Drizzt pulled Andahar up to a halt and turned the steed sidelong to the road, his eyes focusing on that inhabited tree.

“Must I shoot you from your perch before you admit your presence?” Drizzt called out, bringing Taulmaril across his lap.

“Please, not that, good sir Drizzt,” came the reply from within the shelter of the boughs—the fast-browning boughs, for the summer season was beginning its turn to fall.

“Stuyles’s man,” Dahlia remarked, and Drizzt nodded.

“Would you break bread with us again?” the drow called out. “Entertain us with tales of the north while we repay the bards’ debt?”

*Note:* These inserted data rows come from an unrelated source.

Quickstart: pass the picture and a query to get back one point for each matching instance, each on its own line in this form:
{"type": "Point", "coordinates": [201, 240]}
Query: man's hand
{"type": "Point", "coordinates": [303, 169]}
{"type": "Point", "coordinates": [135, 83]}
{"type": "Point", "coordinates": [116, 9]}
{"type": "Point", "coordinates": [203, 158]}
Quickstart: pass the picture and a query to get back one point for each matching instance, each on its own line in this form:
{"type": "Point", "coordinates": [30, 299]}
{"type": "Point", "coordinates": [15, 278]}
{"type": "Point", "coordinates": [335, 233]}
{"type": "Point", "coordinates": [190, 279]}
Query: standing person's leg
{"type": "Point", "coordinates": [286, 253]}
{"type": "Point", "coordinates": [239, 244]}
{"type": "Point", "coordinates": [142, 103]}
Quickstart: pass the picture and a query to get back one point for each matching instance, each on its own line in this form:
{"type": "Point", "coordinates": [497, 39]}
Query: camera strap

“We should just ride past them,” Dahlia said. “Or do you feel the need to tell them of the farmer woman and the brewer?”

“Perhaps many would be interested, including Stuyles.”

“To what end?” Dahlia asked. “Do you hope that they will lay down their knives and swords and return to the plow? Will Drizzt Do’Urden fix the world?”

Ahead of them, the would-be highwayman dropped down from the tree’s lowest branch and waved them on, and Drizzt, not bothering to answer Dahlia, spurred Andahar forward. Dahlia kept her sour expression all the way to the bandits’ encampment.

They were greeted warmly, and offered food and a seat by a warm fire. Stuyles was there, and prodded Drizzt for his latest tales, and the drow obliged by telling him of their meetings with Meg the farmer woman and Ben the Brewer.

They all laughed when Drizzt recounted Dahlia’s defense of her foot at the expense of poor Ben, and indeed, any here knew the man.

Even Dahlia couldn’t resist a bit of a grin.

One by one, the bandits drifted away to their respective cots, until only the tall bandit named Hadencourt remained. “Now you go to Neverwinter Wood to repay Lady Sylora?” Hadencourt asked.

Dahlia, half asleep by that point, perked up immediately and stared at the man.

“We hear much,” Hadencourt explained. “And surely the tale of Dahlia Sin’felle is one of note, as were her two journeys to Gauntlgrym.”

The matter-of-fact manner in which he spoke made Drizzt uneasy. He looked to Dahlia, who seemed on the verge of throttling the man.

“Pray tell us what you’ve heard, good Hadencourt,” Drizzt prompted.

“More than any of the others here, of course,” said the man. “But then, I knew much more about the situation long before I met up with Farmer Stuyles and his band of misguided heroes.”